All through this time I was also seeing a counsellor, an experience which I have tried my hardest to erase from my memory. It essentially boiled down to hours of being patronised, of being asked to talk and then not being listened to…I quickly began to dread my appointments and frequently refused to go.
As this dragged on and on, it got to the point where I decided I could take it no longer. While camping in January 2001, I threw all my medication into a river and swore to myself I would never take anti-depressants again, a promise I have kept to. And yet, almost 8 years since I was first diagnosed, my illness still effects me in every waking moment. Two or three times a year, during especially bad periods, I consider going back on medication, but the memories of the side effects are still too strong in my mind to allow myself to do that.
My illness definately marginalises me within society. I can think of a number of friendships I have lost due to it – both from friends, who, feeling unable (or unwilling) to offer any meaningful level of support that I have needed from time to time, have simply run away, and from people who’s response has been so patronising or otherwise offensive that I have lost any desire to be friends with them.

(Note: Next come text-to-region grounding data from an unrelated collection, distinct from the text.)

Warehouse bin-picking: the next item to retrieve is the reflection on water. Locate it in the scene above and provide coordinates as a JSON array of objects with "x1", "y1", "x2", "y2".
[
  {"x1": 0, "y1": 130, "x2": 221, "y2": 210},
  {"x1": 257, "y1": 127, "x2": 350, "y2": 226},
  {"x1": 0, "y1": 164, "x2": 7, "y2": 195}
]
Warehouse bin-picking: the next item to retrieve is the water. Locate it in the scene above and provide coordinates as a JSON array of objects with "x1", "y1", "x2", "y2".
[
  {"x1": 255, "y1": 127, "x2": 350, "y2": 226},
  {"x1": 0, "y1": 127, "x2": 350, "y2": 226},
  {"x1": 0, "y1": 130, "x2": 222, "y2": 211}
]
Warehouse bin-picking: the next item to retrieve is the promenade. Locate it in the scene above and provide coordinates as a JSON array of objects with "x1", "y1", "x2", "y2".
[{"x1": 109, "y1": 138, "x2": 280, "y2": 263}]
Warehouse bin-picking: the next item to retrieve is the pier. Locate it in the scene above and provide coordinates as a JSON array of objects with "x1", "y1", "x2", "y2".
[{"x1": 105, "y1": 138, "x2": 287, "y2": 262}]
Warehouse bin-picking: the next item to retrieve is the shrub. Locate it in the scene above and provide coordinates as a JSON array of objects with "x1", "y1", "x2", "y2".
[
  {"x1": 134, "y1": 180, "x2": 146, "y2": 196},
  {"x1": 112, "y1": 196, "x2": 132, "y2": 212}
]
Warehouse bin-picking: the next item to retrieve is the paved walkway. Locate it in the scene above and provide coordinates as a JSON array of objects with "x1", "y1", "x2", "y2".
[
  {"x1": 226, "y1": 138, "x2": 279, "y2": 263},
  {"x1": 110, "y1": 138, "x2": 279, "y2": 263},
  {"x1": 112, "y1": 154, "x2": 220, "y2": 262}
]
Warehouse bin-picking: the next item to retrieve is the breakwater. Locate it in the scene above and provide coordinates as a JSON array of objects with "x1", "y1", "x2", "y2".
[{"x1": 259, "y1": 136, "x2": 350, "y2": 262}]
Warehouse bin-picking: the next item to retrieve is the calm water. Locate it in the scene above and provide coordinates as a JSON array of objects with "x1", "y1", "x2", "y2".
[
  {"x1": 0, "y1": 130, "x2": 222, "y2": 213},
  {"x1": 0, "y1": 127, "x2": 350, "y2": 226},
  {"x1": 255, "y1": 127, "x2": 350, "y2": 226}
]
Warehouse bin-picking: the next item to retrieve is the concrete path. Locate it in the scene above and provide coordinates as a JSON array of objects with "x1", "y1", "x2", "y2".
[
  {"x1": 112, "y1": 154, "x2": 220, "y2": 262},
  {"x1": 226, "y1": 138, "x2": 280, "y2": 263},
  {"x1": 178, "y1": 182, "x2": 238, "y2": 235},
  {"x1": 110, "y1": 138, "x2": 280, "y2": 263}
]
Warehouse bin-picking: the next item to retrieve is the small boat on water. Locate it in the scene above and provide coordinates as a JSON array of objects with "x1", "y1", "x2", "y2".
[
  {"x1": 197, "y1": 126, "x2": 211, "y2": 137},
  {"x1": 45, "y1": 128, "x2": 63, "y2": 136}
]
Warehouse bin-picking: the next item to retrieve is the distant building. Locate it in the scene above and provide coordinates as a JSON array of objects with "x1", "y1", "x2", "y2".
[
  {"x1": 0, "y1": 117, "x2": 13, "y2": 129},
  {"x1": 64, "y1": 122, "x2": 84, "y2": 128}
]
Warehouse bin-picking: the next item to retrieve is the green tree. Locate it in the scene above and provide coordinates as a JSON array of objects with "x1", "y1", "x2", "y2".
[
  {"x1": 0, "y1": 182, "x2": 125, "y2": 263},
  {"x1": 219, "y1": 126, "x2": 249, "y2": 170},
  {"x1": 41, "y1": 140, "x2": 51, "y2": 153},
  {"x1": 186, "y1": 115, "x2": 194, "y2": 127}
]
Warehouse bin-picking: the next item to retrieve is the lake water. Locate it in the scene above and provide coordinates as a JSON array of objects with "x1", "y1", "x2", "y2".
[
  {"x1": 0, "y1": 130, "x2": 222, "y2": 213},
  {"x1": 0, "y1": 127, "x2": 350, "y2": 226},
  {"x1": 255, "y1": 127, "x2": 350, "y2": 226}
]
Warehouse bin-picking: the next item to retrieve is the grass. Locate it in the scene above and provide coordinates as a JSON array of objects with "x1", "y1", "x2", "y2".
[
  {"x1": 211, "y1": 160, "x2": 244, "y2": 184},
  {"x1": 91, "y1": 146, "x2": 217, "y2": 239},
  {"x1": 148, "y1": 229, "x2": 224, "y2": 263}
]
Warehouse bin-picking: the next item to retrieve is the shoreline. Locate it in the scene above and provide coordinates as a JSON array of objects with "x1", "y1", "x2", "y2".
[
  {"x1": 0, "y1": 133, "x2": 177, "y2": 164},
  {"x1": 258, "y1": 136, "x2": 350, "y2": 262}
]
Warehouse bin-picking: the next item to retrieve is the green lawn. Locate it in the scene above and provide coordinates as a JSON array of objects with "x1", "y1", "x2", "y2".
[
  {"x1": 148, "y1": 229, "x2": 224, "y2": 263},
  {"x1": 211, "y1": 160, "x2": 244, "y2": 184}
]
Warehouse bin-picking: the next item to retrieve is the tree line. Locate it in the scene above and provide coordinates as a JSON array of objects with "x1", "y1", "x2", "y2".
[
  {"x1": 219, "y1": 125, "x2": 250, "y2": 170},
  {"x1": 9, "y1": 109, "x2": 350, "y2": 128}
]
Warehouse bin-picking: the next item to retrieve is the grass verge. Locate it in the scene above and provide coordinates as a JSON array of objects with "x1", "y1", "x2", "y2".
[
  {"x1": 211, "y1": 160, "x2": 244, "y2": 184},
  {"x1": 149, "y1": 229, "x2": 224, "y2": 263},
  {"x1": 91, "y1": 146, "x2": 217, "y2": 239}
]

So often, people delegitimise mental illness. I have primarily experienced this in two ways. The first regards mental illness in a way that noone would ever regard physical illness – with virtual contempt for the sufferer. This way sees the sufferer as “too weak”, otherwise they would be able to “get over it”. The second, however, is more worrying for me personally, as I think it is limited to the anarchist/activist milieu, which is what I mostly hang out in – this is the belief that the sole cause of mental illness is the current capitalist, racist, patriarchal society we live in, and “after the revolution there won’t be mental illness”. To quote from an article I wrote a while ago:
Yes, it is entirely possible (and even likely) that the current society does make mental illness more common. But, just like how even in an anarchist society cancer would still exist, influenza would still exist, likewise mental illness would still exist. You might think you’re making a political statement when you say it, but what you’re really doing is invalidating the feelings and experiences of your friends and family that suffer every day
Now, while the idea is incredibly offensive to me, it is perhaps something I could deal with if people at least approached it on a politically consistent level. But they don’t. There are plenty of problems in society today that exist because of the capitalist, racist, patriarchal society we live in that wouldn’t exist if we destroyed capitalism, patriarchy and racism. But that doesn’t mean we shouldn’t actively work on them in the here and now. You don’t see people ignoring decolonisation work, or anti-rape work (both of which are incredibly important) because they wouldn’t exist if we smashed racism and patriarchy. So why ignore mental illness, even if you believe it wouldn’t exist in your utopia?
The lack of desire to seriously engage with the mental illnesses that so many people within my local anarchist community deal with has caused me to barely broach the subject with even my closest friends. But I’m sick of that. I’m sick of the silence. I’m sick of crying alone.